Rather than asking for a tabular listing of the requested rows and columns (the default), the user can click the optional "Source Count Only" button to return a summary of the number of sources matching their constraints.
Spatial Constraints:
Specify the region of the sky over which records should be returned (the user is not, however, limited to these options; see user defined constraints below). There are three options:
-
Single Object Search:
- Cone Search: finds sources within a specified circular or elliptical area
- Box Search: finds sources within a specified rectangular area
- Polygon Search : finds sources in a defined polygon.
- Multi-object Search: returns positional matches between an input set of positions (in an upload table) and the positions recorded in the catalog. Matches within a user-defined search are reported. Only one search area is permitted for a single table. The format of the table MUST follow the rules given in the Upload Table help file.
- All-sky search: applies no spatial constraints (i.e., searches the entire sky unless the user enters spatial constraints in the "Additional Constraints" area). Be careful when attempting a query of the entire catalog -- such searches can often generate output files that exceed the 2 GB file size limit. The user will be warned that this has happened, and that the output file will not contain all matched records. First-time users who wish to perform such searches are advised to contact IRSA for advice on performing full catalog searches.
Column Selection
GATOR provides a listing of the columns in the catalog. The desired columns can be selected simply by checking the "Sel" column, third from the left. Users can also select predefined subsets of the columns, called 'Standard', 'Long Form', or 'User Form'. Ranges on any column can be specified in the 'Low Limit' and 'Upper Limit' boxes. These ranges typed in the boxes must include the '<' , '<=' , '>' , or '>=' operators.

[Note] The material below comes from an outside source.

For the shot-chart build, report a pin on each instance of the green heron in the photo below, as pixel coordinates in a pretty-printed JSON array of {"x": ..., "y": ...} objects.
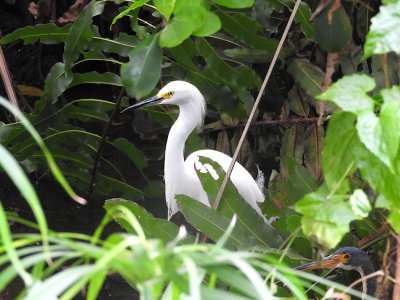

Some columns in the catalog are indexed for fast access, and are indicated as such under the Indx header. An index is a storage structure that allows rapid access to the rows of a table. The DBMS interprets the index much the same way as a reader interprets the index of a book. The index contains data values for a given column in ascending or descending order, and pointers to the rows where those values are found. The DBMS can then quickly find the value it is seeking, then uses the pointer to access the row containing that datum. Generally speaking, IRSA only indexes a few columns in each catalog. The issue of how many columns to index is actually a complex one. While indexing a column allows rapid access to its data values, indices also increase storage space and the complexity of managing the tables. Moreover, the query optimization algorithms used by the DBMS take many factors into account in assessing the best path to take, and a large number of indices can slow down a query while the optimizer decides which one to use.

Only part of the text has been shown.